CALDWELL: And presumably, the planet is 1-and-a-half billion years older than the Earth.
BRUMFIEL: That could be bad news for any inhabitants on 452B. As stars age, they get hotter. And the planet's hot star could be triggering a greenhouse effect on the surface.
CALDWELL: So this planet is kind of on the verge of being at that runaway greenhouse stage where it could be losing all of its water.
BRUMFIEL: In fact, our own planet will someday be in a similar pickle, says factor on will someday be in a similar pickle says Marc Kuchner, an astrophysicist at NASA's Goddard Space Flight Center.
MARC KUCHNER: There'll be drastic changes on Earth as we start losing the oceans just because of the Sun warming up a few percent.
BRUMFIEL: But Kuchner cautions that we shouldn't draw too many conclusions about our own fate from the new 452B.
KUCHNER: It's not really a peek into our future.
BRUMFIEL: That's because there are a lot of things we still don't know about this new world.
KUCHNER: Is this planet made of rocks?

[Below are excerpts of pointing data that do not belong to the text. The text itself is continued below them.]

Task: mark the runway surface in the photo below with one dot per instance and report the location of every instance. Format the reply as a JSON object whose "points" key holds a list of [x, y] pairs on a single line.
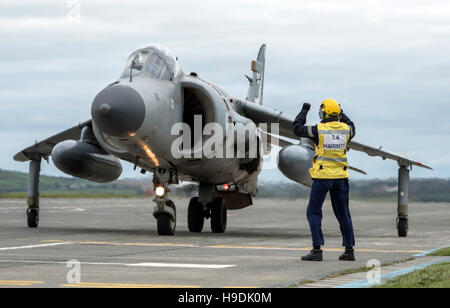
{"points": [[116, 243]]}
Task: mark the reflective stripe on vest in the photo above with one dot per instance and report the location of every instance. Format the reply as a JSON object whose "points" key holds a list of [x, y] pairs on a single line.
{"points": [[330, 161], [339, 160]]}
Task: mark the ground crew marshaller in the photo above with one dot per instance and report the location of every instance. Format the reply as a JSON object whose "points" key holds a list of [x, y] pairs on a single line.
{"points": [[329, 173]]}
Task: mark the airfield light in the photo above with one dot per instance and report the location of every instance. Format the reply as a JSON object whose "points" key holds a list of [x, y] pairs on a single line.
{"points": [[160, 191]]}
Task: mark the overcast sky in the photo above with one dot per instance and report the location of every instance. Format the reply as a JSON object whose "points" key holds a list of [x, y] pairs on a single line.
{"points": [[386, 62]]}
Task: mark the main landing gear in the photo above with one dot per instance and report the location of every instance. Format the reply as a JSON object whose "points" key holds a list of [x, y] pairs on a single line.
{"points": [[33, 193]]}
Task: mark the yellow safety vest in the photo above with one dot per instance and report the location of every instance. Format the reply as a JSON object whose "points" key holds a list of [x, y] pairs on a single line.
{"points": [[330, 161]]}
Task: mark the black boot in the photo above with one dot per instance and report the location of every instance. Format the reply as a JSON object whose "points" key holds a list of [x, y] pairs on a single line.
{"points": [[348, 255], [314, 255]]}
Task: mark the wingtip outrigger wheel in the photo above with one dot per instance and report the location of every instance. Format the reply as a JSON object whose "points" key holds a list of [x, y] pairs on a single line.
{"points": [[402, 209], [33, 193]]}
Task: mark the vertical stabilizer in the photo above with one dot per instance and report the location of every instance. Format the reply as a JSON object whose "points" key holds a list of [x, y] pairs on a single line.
{"points": [[256, 86]]}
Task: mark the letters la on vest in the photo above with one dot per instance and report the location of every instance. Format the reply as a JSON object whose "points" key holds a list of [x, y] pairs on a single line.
{"points": [[330, 161]]}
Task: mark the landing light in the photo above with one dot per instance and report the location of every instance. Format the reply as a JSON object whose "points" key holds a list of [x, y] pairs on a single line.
{"points": [[160, 191]]}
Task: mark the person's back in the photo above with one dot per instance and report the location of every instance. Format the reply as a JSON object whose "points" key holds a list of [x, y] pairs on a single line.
{"points": [[329, 173]]}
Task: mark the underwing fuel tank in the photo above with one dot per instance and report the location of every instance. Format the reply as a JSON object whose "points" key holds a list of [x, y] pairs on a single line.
{"points": [[86, 161], [294, 162]]}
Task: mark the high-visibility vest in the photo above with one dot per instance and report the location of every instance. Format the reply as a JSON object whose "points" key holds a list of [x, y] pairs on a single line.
{"points": [[330, 161]]}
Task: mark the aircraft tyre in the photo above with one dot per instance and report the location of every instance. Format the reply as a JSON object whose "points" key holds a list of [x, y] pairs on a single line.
{"points": [[32, 218], [166, 223], [402, 227]]}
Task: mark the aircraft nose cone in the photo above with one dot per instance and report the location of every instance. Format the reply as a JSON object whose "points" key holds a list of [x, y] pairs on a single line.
{"points": [[118, 110]]}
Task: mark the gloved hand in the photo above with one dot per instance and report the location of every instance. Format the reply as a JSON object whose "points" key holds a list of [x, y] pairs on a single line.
{"points": [[306, 106]]}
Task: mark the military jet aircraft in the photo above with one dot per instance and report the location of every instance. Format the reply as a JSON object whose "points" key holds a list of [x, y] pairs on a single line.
{"points": [[133, 119]]}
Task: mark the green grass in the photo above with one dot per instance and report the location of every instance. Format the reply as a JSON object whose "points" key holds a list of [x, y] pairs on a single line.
{"points": [[433, 276], [444, 252]]}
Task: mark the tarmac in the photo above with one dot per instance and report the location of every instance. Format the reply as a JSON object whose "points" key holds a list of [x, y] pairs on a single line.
{"points": [[116, 245]]}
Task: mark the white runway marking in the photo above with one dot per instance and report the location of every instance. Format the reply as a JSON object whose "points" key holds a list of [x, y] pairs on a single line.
{"points": [[166, 265], [213, 266], [33, 246]]}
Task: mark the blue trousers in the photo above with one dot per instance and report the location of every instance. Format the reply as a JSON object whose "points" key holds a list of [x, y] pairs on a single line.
{"points": [[339, 190]]}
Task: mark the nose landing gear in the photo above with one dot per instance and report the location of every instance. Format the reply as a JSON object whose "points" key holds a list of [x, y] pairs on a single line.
{"points": [[165, 211], [216, 210]]}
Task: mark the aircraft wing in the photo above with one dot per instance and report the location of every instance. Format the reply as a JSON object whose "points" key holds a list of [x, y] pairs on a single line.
{"points": [[44, 148], [261, 114], [372, 151]]}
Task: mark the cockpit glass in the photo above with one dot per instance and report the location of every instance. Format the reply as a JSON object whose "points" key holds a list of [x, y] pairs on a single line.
{"points": [[136, 64], [157, 68], [154, 61]]}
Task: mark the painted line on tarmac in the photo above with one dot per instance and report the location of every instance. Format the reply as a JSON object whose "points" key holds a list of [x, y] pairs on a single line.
{"points": [[181, 265], [427, 252], [154, 264], [233, 247], [122, 285], [34, 246], [19, 283], [367, 284]]}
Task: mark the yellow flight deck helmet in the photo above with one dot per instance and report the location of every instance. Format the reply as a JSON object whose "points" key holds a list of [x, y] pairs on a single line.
{"points": [[329, 108]]}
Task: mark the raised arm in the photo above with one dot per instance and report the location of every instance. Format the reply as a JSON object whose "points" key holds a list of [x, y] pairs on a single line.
{"points": [[300, 129]]}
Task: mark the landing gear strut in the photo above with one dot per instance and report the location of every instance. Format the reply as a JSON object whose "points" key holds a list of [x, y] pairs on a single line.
{"points": [[216, 210], [165, 211], [402, 209], [33, 193]]}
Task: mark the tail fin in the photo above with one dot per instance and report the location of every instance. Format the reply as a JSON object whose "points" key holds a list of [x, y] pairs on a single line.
{"points": [[256, 86]]}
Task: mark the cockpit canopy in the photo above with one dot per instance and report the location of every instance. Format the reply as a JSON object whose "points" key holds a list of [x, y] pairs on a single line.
{"points": [[154, 61]]}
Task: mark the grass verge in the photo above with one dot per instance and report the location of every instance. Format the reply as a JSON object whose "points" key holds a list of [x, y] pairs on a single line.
{"points": [[433, 276], [444, 252], [363, 269]]}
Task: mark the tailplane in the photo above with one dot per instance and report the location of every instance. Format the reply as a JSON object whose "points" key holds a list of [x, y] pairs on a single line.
{"points": [[256, 86]]}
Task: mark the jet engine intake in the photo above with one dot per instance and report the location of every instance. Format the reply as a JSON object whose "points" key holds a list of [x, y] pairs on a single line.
{"points": [[86, 161]]}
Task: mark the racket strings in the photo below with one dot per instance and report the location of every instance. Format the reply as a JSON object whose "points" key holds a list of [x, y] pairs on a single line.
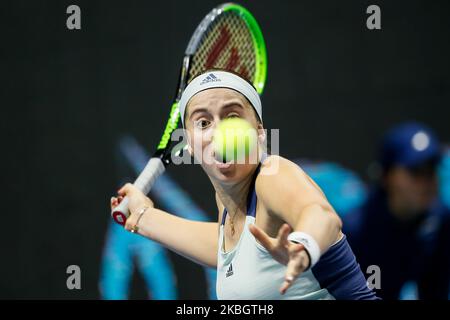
{"points": [[227, 44]]}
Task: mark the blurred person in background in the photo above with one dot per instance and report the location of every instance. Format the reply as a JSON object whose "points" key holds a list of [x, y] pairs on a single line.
{"points": [[403, 227]]}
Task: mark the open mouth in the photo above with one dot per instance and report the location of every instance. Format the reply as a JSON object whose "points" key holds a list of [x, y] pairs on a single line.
{"points": [[220, 163]]}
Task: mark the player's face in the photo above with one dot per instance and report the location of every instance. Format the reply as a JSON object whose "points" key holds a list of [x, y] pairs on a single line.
{"points": [[411, 191], [204, 112]]}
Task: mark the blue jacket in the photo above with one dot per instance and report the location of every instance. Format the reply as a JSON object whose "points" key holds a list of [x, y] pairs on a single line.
{"points": [[415, 251]]}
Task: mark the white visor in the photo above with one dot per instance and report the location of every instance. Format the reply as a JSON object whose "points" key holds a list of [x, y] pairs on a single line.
{"points": [[220, 79]]}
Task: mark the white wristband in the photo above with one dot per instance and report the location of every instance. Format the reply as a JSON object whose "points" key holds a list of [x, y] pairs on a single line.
{"points": [[310, 245]]}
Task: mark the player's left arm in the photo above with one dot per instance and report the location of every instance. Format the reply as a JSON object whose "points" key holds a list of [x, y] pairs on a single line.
{"points": [[291, 196]]}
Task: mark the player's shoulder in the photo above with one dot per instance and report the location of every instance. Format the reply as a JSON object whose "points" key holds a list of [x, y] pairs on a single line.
{"points": [[275, 168]]}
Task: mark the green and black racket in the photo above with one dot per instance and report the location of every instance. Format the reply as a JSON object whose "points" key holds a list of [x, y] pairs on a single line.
{"points": [[227, 38]]}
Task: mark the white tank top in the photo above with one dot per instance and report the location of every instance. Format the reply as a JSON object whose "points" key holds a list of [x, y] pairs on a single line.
{"points": [[248, 271]]}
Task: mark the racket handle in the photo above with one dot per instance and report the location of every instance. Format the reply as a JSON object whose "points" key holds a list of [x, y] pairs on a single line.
{"points": [[154, 168]]}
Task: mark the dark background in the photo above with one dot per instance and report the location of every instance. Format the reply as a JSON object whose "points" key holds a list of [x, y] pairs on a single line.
{"points": [[67, 95]]}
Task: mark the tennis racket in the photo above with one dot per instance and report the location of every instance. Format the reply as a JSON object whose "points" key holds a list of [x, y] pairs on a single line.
{"points": [[227, 38]]}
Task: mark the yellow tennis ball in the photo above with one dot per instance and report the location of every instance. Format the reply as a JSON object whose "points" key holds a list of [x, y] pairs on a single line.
{"points": [[234, 139]]}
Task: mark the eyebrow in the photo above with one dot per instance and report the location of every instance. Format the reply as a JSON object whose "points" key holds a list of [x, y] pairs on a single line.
{"points": [[233, 103]]}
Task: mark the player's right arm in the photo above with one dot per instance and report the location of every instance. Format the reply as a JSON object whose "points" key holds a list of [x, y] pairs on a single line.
{"points": [[194, 240]]}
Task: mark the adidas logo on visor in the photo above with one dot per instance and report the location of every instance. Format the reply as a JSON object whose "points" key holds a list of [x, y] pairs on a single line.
{"points": [[210, 78], [229, 271]]}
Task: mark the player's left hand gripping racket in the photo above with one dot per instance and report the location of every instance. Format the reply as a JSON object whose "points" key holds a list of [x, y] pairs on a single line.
{"points": [[228, 38]]}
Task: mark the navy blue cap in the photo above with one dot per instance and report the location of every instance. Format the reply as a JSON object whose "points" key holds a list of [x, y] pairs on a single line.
{"points": [[409, 144]]}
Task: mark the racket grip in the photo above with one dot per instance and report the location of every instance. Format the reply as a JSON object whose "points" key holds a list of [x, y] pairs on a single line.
{"points": [[154, 168]]}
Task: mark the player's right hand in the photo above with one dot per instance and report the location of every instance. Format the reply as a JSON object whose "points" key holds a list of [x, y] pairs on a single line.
{"points": [[136, 200]]}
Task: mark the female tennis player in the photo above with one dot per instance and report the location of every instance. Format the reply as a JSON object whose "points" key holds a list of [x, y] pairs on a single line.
{"points": [[276, 236]]}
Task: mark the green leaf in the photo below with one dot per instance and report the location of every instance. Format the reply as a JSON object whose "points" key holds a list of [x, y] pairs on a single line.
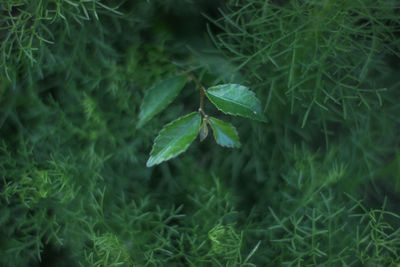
{"points": [[203, 130], [224, 133], [159, 97], [235, 99], [174, 138]]}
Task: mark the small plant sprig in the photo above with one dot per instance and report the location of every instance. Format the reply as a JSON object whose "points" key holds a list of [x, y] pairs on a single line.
{"points": [[176, 136]]}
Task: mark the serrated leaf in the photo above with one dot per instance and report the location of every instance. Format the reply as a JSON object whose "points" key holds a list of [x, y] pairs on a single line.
{"points": [[203, 130], [225, 134], [174, 138], [159, 97], [235, 99]]}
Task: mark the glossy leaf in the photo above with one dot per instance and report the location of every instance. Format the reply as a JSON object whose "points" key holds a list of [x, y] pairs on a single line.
{"points": [[174, 138], [203, 130], [225, 134], [235, 99], [159, 97]]}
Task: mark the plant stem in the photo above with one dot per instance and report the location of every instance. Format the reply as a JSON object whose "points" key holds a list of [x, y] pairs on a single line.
{"points": [[202, 94]]}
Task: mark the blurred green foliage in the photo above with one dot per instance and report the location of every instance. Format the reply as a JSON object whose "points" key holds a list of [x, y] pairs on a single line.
{"points": [[316, 186]]}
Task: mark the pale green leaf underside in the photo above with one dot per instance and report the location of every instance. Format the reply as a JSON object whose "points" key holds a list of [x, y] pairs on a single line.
{"points": [[159, 97], [224, 133], [235, 99], [174, 138]]}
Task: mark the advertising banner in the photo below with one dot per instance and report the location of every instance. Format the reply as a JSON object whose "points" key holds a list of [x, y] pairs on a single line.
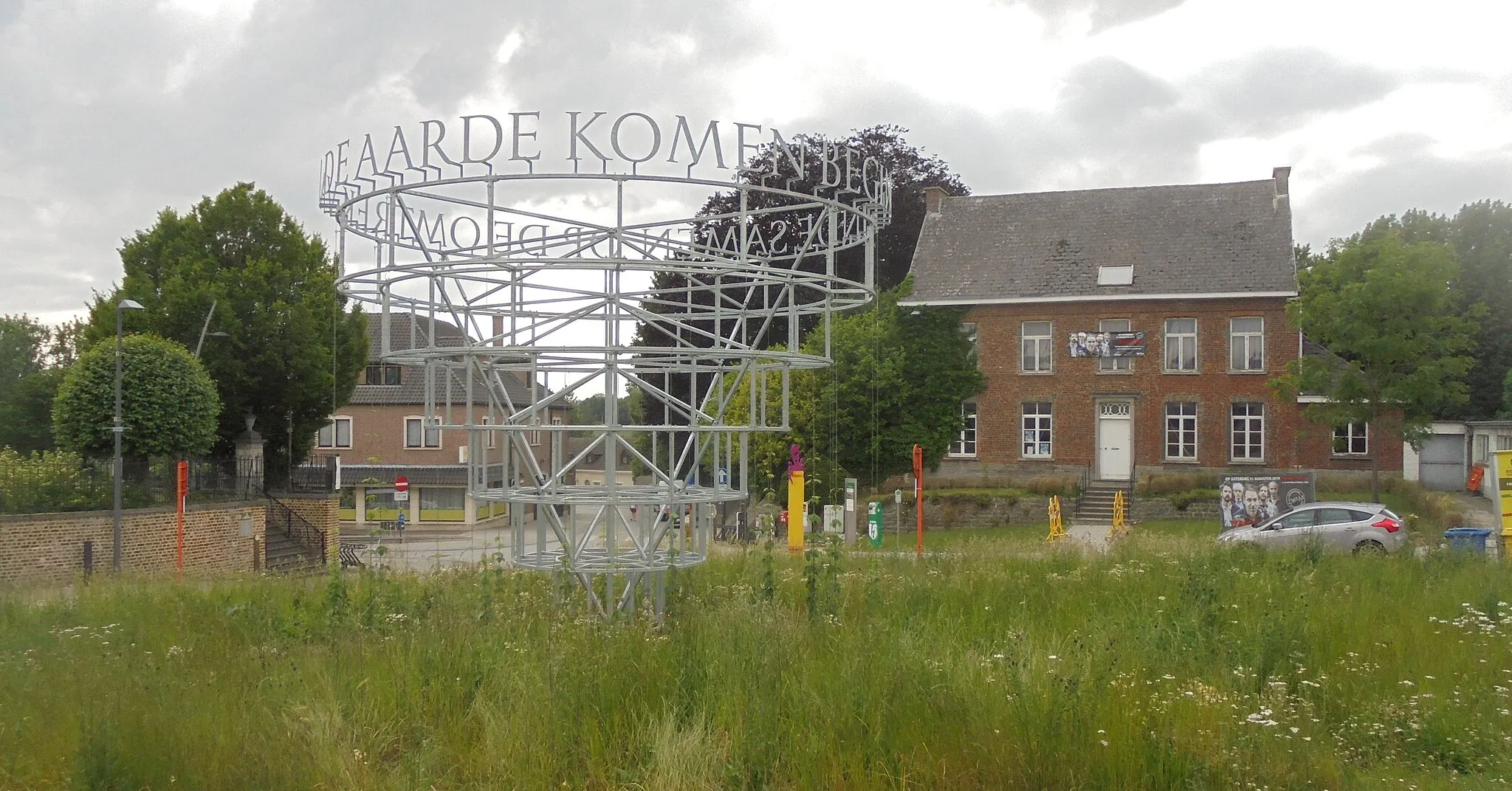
{"points": [[1107, 344], [1249, 500]]}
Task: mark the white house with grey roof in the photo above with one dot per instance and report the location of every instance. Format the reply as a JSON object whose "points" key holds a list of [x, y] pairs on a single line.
{"points": [[383, 435]]}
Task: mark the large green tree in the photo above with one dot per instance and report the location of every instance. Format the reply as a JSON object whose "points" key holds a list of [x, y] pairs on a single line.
{"points": [[294, 350], [32, 362], [1385, 308], [168, 404], [1481, 236], [23, 350]]}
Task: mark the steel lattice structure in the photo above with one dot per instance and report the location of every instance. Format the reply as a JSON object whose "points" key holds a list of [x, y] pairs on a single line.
{"points": [[561, 308]]}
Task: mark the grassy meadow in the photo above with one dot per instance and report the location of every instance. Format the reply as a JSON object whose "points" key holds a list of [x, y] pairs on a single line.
{"points": [[1164, 663]]}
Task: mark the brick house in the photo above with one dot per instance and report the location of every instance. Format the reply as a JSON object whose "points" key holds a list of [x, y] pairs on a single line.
{"points": [[1204, 271], [382, 433]]}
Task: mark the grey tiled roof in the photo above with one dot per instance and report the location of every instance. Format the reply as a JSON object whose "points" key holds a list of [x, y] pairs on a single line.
{"points": [[407, 331], [1047, 246]]}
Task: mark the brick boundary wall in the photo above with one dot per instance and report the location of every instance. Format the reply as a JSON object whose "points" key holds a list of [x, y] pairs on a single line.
{"points": [[49, 548], [324, 513], [986, 511]]}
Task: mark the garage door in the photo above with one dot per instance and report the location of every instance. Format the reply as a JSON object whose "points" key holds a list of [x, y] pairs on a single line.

Is it made of some other strange material that we haven't even imagined?
BRUMFIEL: We may never be able to answer these questions. 452B is about 1,400 light years away. That's way too far to send a space probe. Even the best telescopes we could imagine would strain to see the little world at those vast distances. Nevertheless, Kuchner says, Kepler-452B is a big deal.
KUCHNER: The number of planets that are really in the range of Earth's size and really in their habitable zones is tiny, and these are precious. And this is another major discovery.
BRUMFIEL: And everyone hopes there could be even more discoveries to come. NASA's next step is to build a telescope that could search for planets around stars much closer to Earth with Earthlike worlds we might someday be able to see. Geoff Brumfiel, NPR News.
BLOCK: Additional reporting for that story came from NPR's Nell Greenfieldboyce.